Angus has done the thinking: “There’s no doubt that there is a big issue about capacity and skills. But that is no excuse for the attitude of some council officers who are simply dismissive of the idea that that local people could ever manage anything let alone take control of public assets. The review in England commissioned by Department of Communities and Local Government and led by Barry Quirk found that there are no substantive barriers to asset transfer. There are risks – as in everything – but these can be minimised and the recognised benefits outweigh the risks. Quirk concluded that the barriers are more about organisational culture and mindset in local authorities, particularly those of middle management council officers and some councillors.”

“Years ago I worked in Wester Hailes, we had a very open democratic and transparent set of structures and the community got noticed. What we didn’t have was community assets and that was our mistake. Now the place is a shadow of its former self: quite sad really. The council is firmly back in control. If a community has assets and its own income then it has a chance of being able to do things for themselves. Seems to me Wester Hailes is a case of what might have been. The community were certainly up for it: literally thousands of local people were involved in one way or another – there was such a buzz.”

And so in the end, it’s all about politics: who has the power and resources, and who’s prepared to work to get it.
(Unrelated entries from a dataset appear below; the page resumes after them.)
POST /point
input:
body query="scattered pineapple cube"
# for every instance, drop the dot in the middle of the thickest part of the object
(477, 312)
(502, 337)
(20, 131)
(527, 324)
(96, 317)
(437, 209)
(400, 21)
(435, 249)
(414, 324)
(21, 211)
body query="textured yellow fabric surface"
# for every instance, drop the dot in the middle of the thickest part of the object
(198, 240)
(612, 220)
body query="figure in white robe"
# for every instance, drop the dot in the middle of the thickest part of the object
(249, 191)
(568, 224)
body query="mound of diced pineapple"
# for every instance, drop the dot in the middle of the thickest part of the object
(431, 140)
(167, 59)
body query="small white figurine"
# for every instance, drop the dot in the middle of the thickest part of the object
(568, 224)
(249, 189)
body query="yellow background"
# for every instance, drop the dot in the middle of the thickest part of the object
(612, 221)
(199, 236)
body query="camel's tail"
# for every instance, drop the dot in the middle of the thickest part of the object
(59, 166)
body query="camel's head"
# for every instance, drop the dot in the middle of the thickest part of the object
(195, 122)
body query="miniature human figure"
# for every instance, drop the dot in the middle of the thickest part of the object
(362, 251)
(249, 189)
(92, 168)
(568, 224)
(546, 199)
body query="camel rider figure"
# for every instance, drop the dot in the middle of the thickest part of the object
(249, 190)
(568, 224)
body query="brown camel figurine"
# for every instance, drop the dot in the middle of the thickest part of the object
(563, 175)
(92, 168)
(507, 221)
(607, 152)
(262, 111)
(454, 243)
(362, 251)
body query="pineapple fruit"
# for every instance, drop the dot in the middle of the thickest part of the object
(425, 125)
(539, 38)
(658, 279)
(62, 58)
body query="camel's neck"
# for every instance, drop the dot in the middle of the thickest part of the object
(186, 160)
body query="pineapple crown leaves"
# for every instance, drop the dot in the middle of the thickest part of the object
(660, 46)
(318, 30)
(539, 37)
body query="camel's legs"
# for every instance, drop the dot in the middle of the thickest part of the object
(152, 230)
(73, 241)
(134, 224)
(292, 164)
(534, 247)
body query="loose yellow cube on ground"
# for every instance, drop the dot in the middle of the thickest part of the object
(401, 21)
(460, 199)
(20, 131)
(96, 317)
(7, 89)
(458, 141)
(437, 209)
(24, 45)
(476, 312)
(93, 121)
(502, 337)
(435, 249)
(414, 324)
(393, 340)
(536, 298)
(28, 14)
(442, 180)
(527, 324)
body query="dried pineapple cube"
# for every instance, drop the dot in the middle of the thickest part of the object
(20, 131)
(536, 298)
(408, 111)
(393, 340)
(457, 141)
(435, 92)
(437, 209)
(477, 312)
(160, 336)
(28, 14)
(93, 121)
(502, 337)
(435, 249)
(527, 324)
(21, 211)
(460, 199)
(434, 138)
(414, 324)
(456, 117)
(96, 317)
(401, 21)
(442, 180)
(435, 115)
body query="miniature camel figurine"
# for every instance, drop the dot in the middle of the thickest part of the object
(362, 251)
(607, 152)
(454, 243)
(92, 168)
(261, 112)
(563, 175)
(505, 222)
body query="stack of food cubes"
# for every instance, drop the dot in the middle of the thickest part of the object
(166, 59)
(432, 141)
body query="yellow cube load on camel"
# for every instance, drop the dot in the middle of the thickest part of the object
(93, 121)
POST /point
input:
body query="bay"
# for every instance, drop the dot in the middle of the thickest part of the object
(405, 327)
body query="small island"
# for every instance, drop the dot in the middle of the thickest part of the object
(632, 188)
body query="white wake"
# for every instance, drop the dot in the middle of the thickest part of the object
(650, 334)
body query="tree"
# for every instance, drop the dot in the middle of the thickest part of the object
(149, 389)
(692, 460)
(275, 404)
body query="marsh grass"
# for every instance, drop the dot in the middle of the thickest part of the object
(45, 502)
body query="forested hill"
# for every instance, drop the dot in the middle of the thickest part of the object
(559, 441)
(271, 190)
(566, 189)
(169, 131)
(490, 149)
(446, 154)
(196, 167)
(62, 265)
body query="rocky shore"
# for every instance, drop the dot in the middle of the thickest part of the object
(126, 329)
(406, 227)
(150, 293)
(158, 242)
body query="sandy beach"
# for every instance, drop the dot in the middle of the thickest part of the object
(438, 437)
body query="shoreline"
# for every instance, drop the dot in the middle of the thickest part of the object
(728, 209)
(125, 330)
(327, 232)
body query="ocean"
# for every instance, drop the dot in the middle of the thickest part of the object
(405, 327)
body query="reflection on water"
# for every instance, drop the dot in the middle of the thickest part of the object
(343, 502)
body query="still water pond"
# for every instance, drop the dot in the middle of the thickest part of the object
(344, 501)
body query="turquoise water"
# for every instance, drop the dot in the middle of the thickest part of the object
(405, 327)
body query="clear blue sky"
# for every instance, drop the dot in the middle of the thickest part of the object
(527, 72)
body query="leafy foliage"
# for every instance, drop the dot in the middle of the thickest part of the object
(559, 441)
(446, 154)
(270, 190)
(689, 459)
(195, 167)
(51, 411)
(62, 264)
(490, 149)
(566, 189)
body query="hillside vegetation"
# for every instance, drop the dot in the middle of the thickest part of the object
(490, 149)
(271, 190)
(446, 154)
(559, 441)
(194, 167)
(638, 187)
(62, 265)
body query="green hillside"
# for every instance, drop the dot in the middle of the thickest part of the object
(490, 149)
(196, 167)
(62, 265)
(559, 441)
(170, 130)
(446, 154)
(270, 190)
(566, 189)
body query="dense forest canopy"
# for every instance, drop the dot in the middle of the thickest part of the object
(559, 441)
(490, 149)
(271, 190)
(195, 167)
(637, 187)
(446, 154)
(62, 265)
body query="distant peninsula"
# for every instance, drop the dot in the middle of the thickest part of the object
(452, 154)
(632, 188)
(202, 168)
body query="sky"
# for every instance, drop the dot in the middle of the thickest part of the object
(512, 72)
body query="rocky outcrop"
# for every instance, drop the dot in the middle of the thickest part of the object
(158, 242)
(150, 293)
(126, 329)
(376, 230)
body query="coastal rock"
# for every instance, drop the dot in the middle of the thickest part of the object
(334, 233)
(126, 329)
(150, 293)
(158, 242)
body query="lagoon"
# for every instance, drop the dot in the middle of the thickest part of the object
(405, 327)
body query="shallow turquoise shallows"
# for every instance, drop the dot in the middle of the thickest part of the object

And who is prepared to work for it?

“DTA Scotland is part of the campaign for strong and independent communities, Local People Leading, and we’re building-up a base of support across the sector – community woodlands, community transport, community retail, community energy. That could be 700 community organisations, quite a powerful constituency. And there has been a huge political shift across local authorities : Labour only controls 2 councils now and over 50% of councillors are new to their role . As for the new national administration, they tend to see the third sector as having the potential to make a more significant contribution to the wider economy. While that is part of the agenda I don’t see that as the primary purpose of our work. It is about building more connected and stronger communities where local people are more involved in the issues which affect their day to day lives.”

And if this community coalition can find its way, what’s possible?

“This is about long term change. We need some stability and a bit more of a vision about how things should be, perhaps in ten to fifteen years time. The new Scottish Government seems to be making the right noises. I’m optimistic, but no one should think this is going to be easy.”

A voice calls from the deep, “10 to 11, Angus … your train”, and he’s away to Dundee to make the case once more.

As for me, I’m left, well, sort of encouraged … but, hey, ‘ten to fifteen years’, ‘stability’, ‘making the right noises’. This is not feeling like a great night out at the movies, more gritty realism …

I’ve been missing the point: there’s no glorious journey around some grand crusade that gets the blood-flowing. This is the day-to-day commitment of people in their communities inching their way through the minefields of funding, politics and prejudice to prove beyond reasonable doubt that, despite the inevitable ups and downs, they can do the job as well as anyone else … or better. No sentimental endings, no dramatic failures, just the politics of change.

I sit back on the bus and looking out the window start to day-dream. Part of me, somehow won’t rest up: I can’t help feeling there’s a great film buried in here somewhere, surely. Maybe it’s the now distant buzz of Wester Hailes chasing me, stinging my imagination into looking for a scriptwriter’s ending. I mean, what if there was some serious cash behind this, it could be the makings of a real old barnstorming epic of a movie, couldn’t it?

James Henderson is a social researcher who has worked on participatory research into community care, inclusion, health and well-being, community learning and place-making.